In June 2021, Secretary of the Interior Deb Haaland announced the Federal Indian Boarding School Initiative, a comprehensive effort to recognize the troubled legacy of federal Indian boarding school policies with the goal of addressing their intergenerational impact and to shed light on the traumas of the past. 

Under the leadership of Assistant Secretary for Indian Affairs Bryan Newland, the Department prepared a report detailing the U.S. law and policy framework of the federal Indian boarding school system and available historical records to develop the first official list of federal Indian boarding school sites and identify associated marked and unmarked burial sites. This report lays the groundwork for the continued work of the Interior Department to address the intergenerational trauma created by policies supporting the historical federal Indian boarding school system. It reflects an extensive and first-ever inventory of federally operated Indian boarding schools, including summary profiles of each school and maps of general locations of schools in current states.  

Between 1819 through the 1970s, the United States implemented policies establishing and supporting Indian boarding schools across the nation. The purpose of federal Indian boarding schools was to culturally assimilate American Indian, Alaska Native, and Native Hawaiian children by forcibly removing them from their families and Indian Tribes, Alaska Native Villages, and Native Hawaiian Community.  Indian child removal coincided with Indian territorial dispossession. The report details the conditions experienced by attendees including manual labor and discouraging or preventing American Indian, Alaska Native, and Native Hawaiian languages, religions, and cultural beliefs.
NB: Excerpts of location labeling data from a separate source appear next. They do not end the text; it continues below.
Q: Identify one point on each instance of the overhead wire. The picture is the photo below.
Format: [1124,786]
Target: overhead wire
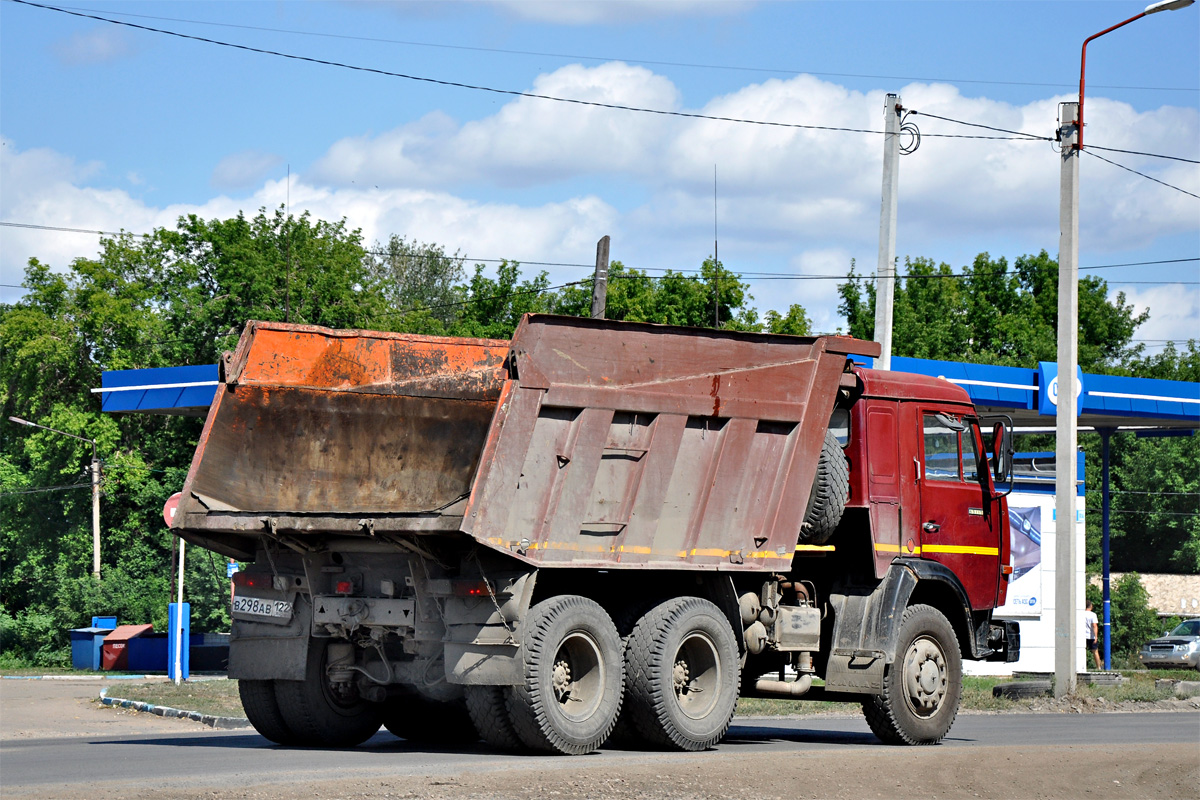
[510,92]
[1131,169]
[612,58]
[750,274]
While children attended federal Indian boarding schools, many endured physical and emotional abuse and, in some cases, died.   

The investigation found that from 1819 to 1969, the federal Indian boarding school system consisted of 408 federal schools across 37 states or then territories, including 21 schools in Alaska and 7 schools in Hawaii. The investigation identified marked or unmarked burial sites at approximately 53 different schools across the system. As the investigation continues, the Department expects the number of identified burial sites to increase.  

The COVID-19 pandemic and its resulting closures of federal facilities call for further investigation. Assistant Secretary Newland recommends next steps that will be taken in a second volume, aided by a new $7 million investment from Congress through fiscal year 2022.